DATA - ORA
CINEMA
Biglietti
Francia, Germania, Cipro, Israele | 2025
4K | Colore | 149'
V.O. Ebraico
REGIA
Nadav Lapid
SCENEGGIATURA
Nadav Lapid
FOTOGRAFIA
Shai Goldman
MONTAGGIO
Nili Feller
SUONO
Moti Hefetz
Aviv Aldema
Adrien Baumeister
INTERPRETI
Ariel Bronz,Efrat Dor, Naama Preis
PRODUZIONE
Les Films du Bal, Chi-Fou Mi Productions
CONTATTI
Les Films du Losange
www.filmsdulosange.com

Y. è un musicista jazz, la sua compagna Yasmine una danzatrice, amano divertirsi, frequentare le feste “esclusive” di Tel Aviv, stare incollati ai potenti, ai soldi per dire sempre di sì. Yes come l'iniziale del suo nome. Non a caso. Insieme si vendono arte anima e corpo, risucchiati nel vortice di una perenne eccitazione, un hangover stridente di acquiescenza a cui si abbandonano con gioia e senza apparente turbamento. Al figlioletto di pochi mesi Y. ripete: “La sottomissione è felicità”. Così quando, all'indomani del 7 ottobre, gli chiedono di comporre un nuovo inno che celebri il genocidio a Gaza e la grandezza di Israele dice di nuovo di sì.

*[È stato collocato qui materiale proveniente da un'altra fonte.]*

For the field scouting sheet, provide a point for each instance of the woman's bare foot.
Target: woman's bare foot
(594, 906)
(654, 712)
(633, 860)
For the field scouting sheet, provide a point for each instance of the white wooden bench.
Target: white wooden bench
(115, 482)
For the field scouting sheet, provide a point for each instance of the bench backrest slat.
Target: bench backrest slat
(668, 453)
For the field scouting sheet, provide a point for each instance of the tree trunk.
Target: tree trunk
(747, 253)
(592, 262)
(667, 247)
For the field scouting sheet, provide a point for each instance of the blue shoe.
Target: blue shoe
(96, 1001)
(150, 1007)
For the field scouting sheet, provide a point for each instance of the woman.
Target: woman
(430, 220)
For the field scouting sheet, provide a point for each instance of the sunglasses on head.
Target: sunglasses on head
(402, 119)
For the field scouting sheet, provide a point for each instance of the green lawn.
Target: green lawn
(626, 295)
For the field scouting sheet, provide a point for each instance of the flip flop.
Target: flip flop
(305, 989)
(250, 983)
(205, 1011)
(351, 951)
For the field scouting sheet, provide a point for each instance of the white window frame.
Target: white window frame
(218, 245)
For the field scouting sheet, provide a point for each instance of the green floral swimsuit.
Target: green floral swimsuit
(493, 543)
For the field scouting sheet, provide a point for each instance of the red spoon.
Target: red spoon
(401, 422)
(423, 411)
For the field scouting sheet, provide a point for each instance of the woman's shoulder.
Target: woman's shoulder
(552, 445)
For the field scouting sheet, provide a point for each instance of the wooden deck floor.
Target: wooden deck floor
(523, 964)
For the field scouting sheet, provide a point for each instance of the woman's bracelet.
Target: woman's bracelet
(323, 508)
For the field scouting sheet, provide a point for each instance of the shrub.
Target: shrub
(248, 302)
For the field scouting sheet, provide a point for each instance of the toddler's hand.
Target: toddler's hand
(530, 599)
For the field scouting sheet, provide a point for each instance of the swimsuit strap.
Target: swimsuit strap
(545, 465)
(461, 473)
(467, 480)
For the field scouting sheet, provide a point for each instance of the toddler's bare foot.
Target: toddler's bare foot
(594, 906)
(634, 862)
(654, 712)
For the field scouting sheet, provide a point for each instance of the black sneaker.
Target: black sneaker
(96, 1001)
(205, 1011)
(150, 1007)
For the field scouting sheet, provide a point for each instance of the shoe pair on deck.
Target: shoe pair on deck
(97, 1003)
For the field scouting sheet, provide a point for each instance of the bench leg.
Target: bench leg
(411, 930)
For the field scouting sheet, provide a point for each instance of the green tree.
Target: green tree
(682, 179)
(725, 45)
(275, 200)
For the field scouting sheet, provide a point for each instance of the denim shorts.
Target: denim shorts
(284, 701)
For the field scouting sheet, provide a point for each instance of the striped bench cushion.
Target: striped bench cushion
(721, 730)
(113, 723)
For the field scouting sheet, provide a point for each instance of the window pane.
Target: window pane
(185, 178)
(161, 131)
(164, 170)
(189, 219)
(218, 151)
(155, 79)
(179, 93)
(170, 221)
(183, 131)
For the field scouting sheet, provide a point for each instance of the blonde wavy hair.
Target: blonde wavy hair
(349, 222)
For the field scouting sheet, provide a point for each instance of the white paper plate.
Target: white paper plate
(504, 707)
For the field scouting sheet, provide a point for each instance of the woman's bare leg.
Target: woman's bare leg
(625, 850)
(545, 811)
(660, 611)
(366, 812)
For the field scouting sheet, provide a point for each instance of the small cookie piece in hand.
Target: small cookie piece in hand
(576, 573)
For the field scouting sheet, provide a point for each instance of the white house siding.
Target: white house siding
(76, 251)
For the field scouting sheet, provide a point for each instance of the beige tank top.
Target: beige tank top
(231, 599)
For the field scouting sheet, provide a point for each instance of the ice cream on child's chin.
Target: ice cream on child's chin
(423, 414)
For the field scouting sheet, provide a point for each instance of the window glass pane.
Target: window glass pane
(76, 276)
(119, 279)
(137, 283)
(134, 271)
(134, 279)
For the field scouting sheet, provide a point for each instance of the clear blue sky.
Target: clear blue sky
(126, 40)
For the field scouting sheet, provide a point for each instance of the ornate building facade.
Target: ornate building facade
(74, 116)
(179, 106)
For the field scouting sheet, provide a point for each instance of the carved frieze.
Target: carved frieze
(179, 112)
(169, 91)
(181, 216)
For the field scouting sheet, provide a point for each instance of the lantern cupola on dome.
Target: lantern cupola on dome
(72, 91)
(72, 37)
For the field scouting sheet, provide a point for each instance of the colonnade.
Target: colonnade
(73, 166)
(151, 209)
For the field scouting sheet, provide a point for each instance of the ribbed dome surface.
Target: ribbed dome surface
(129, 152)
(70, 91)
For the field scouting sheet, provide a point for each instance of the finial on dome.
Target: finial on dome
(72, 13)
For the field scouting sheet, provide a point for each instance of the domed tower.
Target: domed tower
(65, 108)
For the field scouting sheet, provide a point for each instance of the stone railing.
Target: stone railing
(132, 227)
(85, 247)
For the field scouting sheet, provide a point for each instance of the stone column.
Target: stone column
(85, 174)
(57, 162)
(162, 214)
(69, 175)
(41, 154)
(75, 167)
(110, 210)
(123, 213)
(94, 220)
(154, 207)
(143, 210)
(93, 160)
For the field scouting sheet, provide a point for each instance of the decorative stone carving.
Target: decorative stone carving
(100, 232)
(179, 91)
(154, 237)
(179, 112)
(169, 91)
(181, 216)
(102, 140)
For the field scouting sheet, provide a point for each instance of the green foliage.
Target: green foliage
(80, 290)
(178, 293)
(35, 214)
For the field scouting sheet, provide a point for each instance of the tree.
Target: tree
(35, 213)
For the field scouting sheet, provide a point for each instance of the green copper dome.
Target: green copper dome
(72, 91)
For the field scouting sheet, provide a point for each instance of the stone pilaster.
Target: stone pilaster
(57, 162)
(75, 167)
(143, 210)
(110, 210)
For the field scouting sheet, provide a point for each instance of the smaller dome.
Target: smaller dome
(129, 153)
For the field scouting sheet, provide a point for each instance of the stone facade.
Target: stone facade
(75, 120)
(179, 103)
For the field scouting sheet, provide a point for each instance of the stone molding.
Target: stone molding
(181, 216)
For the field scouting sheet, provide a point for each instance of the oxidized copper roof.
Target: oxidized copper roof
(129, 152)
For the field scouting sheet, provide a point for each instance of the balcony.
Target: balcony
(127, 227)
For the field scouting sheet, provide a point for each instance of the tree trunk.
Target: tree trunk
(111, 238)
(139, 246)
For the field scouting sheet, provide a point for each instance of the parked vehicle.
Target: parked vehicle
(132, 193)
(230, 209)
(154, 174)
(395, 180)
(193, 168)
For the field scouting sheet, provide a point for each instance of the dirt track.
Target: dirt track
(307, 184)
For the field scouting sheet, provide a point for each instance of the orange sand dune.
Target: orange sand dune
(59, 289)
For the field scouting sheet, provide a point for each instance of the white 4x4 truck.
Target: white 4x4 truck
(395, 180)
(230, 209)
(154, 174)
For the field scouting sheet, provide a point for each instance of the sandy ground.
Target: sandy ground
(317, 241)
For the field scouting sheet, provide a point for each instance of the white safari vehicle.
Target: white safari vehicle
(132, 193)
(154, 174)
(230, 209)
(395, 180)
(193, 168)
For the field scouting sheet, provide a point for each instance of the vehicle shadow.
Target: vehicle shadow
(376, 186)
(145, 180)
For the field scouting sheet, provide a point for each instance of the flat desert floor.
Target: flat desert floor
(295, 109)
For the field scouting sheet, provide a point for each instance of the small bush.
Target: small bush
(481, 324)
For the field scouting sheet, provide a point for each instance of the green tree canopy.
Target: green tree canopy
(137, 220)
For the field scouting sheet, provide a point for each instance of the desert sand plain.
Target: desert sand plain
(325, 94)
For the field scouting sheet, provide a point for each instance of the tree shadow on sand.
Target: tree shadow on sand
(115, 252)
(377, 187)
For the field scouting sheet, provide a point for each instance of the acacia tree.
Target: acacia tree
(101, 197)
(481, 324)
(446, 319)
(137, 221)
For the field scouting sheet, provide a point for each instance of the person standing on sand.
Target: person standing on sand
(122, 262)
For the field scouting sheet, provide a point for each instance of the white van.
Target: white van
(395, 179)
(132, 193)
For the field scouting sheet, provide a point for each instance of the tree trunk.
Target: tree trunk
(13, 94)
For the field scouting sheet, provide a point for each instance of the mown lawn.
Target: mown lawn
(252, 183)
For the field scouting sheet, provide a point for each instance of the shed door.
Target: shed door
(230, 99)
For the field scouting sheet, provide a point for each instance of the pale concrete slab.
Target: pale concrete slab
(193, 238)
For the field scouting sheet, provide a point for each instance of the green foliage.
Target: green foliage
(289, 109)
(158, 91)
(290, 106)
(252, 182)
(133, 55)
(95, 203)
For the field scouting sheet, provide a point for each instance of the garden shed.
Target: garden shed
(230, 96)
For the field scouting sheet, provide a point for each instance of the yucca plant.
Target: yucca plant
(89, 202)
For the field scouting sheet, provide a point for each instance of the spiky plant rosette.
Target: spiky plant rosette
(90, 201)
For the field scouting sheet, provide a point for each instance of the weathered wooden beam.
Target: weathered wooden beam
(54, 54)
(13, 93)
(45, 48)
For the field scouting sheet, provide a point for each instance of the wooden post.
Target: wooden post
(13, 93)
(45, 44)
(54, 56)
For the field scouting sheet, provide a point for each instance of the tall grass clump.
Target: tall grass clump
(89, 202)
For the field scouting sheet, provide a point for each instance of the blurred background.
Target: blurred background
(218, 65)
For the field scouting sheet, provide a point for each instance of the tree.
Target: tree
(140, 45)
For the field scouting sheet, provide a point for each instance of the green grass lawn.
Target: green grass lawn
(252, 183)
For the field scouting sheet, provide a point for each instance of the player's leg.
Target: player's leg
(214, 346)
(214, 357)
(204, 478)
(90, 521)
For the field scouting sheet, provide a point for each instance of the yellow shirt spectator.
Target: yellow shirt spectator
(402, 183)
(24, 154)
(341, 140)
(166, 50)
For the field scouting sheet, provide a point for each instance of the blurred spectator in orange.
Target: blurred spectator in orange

Nadav Lapid, voce di un dissenso aspro, non amato nel suo Paese e oggi in posizione scomoda anche fuori, dichiara qui in modo radicale il proprio rifiuto verso Israele e la sua politica genocidaria ma soprattutto mette a nudo l'intera società israeliana. Il suo è un racconto dall'interno del Paese dopo il 7 ottobre che ne svela l'oscenità di una costante indifferenza, che interroga non solo gli artisti e la loro mancata assunzione di posizioni critiche (se non il servilismo) ma anche tutti coloro che pur non identificandosi con la retorica guerrafondaia davanti alle news da Gaza - come fanno i due protagonisti – preferiscono pensare ad altro. Magari alla spiaggia o alla prossima festa.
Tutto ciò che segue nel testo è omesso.